Only one previous study has examined maternal effects in coral hybrid
gene expression and only coral larvae were studied. Consistent with our
findings, Dixon et al. (2015) showed that gene expression of
intraspecific A. millepora hybrid larvae was similar to that of
their maternal population (i.e., up to 2,000 genes in hybrids followed
the expression patterns of the maternal population). In these studies
(Dixon et al., 2015 and Videvall et al., 2016) however, maternal effects
were examined in early life stages only (i.e., 12-week-old seedling and
6-day-old larvae). Our results show that maternal effects can continue
to influence gene expression of hybrid corals up to the age of at least
seven months, indicating the potential long-term nature of maternal
effects.
While differences in gene expression patterns were obvious between
reciprocal hybrids as well as between the hybrid TL and its paternal
purebred, it was unclear what pathways and mechanisms were linked to
these differences and underpinned observed phenotypic differences (Chan
et al., 2018). Gene ontology (GO) analyses revealed underrepresentation
of a very broad GO category, “cytosol”, in both pairs of comparison.
It is also possible that maternal provisioning had long-lasting effects
in offspring (that were seven months old) and was responsible for the
phenotypic and gene expression differences (i.e., poorly provisioned
offspring may exhibit pervasive differences in transcription). Future
studies on maternal effects in corals will benefit from quantifying
differences in maternal provisioning between the parental species, such
as lipid/protein content of eggs and early larvae.

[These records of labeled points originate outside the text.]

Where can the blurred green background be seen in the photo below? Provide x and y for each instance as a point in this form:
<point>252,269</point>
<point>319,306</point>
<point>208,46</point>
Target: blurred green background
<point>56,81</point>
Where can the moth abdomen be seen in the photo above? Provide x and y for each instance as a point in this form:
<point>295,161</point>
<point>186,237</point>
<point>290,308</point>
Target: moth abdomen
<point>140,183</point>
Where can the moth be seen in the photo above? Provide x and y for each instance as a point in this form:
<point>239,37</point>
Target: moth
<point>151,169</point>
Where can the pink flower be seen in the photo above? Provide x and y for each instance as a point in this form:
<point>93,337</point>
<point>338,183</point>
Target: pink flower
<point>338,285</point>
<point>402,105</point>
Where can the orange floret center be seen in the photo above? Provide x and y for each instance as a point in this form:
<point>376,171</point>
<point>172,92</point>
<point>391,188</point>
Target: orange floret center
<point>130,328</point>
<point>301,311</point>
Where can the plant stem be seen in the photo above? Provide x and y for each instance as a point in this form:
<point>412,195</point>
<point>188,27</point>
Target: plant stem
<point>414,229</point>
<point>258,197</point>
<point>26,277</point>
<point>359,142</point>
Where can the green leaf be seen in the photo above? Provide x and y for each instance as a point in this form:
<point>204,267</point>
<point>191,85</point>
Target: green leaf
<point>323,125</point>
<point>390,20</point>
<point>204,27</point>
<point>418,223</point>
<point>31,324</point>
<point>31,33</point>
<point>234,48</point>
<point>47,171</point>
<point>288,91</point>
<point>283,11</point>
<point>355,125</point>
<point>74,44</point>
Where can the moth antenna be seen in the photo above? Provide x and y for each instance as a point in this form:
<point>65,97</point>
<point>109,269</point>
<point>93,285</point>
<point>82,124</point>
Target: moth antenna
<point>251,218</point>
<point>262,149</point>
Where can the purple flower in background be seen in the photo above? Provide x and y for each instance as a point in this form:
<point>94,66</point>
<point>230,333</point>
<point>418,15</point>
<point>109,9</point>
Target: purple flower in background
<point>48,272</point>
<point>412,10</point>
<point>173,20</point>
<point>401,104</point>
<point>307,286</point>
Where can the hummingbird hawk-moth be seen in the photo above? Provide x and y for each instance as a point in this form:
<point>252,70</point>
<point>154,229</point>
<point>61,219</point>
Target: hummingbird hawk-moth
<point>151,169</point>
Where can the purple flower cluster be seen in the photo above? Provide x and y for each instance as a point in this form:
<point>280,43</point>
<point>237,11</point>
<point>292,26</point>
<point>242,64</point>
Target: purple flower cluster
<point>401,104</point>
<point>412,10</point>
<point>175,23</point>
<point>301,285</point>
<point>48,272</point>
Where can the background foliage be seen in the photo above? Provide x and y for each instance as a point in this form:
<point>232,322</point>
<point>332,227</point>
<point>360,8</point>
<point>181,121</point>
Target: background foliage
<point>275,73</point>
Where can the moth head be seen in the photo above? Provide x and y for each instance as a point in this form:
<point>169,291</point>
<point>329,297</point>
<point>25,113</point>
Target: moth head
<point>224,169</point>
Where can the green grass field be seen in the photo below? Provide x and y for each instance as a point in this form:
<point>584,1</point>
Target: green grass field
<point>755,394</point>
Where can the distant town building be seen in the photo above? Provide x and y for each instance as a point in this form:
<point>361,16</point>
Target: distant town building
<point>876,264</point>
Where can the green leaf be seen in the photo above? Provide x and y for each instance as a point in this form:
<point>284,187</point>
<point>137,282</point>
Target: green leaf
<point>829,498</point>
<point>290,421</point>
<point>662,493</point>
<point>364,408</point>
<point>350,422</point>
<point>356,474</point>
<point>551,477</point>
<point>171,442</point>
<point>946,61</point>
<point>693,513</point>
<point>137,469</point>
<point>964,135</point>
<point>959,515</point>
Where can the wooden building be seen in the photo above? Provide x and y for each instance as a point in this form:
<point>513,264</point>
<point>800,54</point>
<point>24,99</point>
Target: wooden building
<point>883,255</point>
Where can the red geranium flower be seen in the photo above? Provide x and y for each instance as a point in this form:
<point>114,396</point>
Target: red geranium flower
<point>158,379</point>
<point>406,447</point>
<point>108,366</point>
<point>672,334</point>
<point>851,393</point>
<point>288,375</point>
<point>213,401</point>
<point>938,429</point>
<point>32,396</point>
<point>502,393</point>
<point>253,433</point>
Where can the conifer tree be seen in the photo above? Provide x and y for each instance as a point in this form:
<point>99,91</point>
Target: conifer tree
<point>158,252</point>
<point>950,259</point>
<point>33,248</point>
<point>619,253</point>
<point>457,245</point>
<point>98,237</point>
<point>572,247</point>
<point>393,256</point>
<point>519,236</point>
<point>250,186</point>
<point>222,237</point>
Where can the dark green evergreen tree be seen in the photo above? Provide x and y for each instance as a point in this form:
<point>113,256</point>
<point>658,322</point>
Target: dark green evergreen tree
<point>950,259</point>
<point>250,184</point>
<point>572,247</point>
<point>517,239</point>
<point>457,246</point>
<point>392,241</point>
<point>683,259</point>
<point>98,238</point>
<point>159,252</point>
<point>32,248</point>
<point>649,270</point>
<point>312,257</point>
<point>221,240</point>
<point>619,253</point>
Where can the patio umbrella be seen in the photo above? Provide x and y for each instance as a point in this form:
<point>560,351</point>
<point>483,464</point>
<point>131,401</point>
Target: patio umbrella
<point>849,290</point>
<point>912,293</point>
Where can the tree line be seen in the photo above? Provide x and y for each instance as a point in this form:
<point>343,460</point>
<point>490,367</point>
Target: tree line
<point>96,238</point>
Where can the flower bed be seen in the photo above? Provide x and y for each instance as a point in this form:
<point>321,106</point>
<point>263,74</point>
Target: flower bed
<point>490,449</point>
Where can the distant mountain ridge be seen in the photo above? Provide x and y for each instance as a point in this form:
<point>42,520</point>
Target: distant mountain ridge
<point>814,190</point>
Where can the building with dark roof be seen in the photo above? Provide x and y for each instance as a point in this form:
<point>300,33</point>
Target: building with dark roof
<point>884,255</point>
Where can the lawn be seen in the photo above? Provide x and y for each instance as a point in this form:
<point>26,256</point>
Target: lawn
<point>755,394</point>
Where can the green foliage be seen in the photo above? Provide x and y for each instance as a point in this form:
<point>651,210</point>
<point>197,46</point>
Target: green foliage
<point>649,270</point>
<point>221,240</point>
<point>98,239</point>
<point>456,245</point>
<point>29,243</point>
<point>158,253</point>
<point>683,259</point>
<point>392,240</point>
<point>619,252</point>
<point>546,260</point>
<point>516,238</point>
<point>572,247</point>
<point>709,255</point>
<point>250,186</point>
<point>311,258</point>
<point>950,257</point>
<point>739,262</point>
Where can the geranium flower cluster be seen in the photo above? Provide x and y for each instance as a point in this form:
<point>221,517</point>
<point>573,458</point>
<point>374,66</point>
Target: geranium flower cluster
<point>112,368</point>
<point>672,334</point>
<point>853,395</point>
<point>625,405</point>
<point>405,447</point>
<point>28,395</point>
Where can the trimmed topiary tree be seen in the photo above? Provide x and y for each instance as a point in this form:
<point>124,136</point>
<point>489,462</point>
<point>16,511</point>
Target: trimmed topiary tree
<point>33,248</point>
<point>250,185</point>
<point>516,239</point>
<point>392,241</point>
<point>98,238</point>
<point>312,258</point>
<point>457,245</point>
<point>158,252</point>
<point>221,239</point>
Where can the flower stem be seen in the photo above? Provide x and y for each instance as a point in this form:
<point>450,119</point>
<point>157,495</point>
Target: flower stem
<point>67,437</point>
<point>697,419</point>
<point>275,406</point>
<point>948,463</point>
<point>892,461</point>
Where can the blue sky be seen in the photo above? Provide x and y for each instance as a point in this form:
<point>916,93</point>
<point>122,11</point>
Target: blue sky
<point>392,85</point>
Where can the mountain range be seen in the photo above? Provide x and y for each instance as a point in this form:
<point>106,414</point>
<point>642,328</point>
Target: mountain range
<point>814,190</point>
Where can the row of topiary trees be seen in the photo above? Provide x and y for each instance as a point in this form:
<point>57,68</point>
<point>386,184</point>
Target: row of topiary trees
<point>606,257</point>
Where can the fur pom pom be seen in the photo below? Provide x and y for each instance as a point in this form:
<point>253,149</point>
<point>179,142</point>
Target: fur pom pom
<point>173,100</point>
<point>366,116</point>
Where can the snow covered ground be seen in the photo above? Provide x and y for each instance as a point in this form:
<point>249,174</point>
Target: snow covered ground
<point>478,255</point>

In contrast, clear pathways involved in maternal effects were observed
in the intraspecific A. millepora hybrid larvae (Dixon et al.,
2015). Analyses of cellular component categories of tolerance-associated
genes (i.e., genes for which expression levels prior to stress predicted
the probability of larval survival under stress) showed enrichment of
nuclear-encoded mitochondrial membrane components in hybrid coral larvae
whose parents come from a warmer latitude (Dixon et al., 2015). The most
upregulated GO categories were energy production and conversion, and
encompassed mitochondrial proteins, suggesting mitochondrial protein
variation in larvae may have contributed to maternal effects in thermal
tolerance (Dixon et al., 2015).
The difference in GO associated patterns between these two studies may
be due to 1) the parental populations chosen for hybridization, 2) the
symbiotic/aposymbiotic nature of the corals and 3) the life stage of the
corals. Parental populations of the same species from different
latitudes were selected in Dixon et al. (2015), whereas parental
populations of two different species from the same reef were chosen for
this study. The differences in parental thermal regimes in Dixon et al.
(2015) may lead to clearer maternal effects in thermal stress-related GO
categories. Moreover, gene expression responses of aposymbiotic larvae
in Dixon et al. ( 2015) were likely different from coral recruits (in
this study) that were associated with a high density of microalgal
endosymbionts. The effects of maternal provisioning on gene expression
is also likely to be stronger in early larvae than in seven-month-old
recruits. Hence, the contrasting results of the two studies are
unsurprising. Further, mitochondrial genes may not show maternal
patterns if maternal provisioning was responsible for the phenotypic
maternal patterns observed in these corals.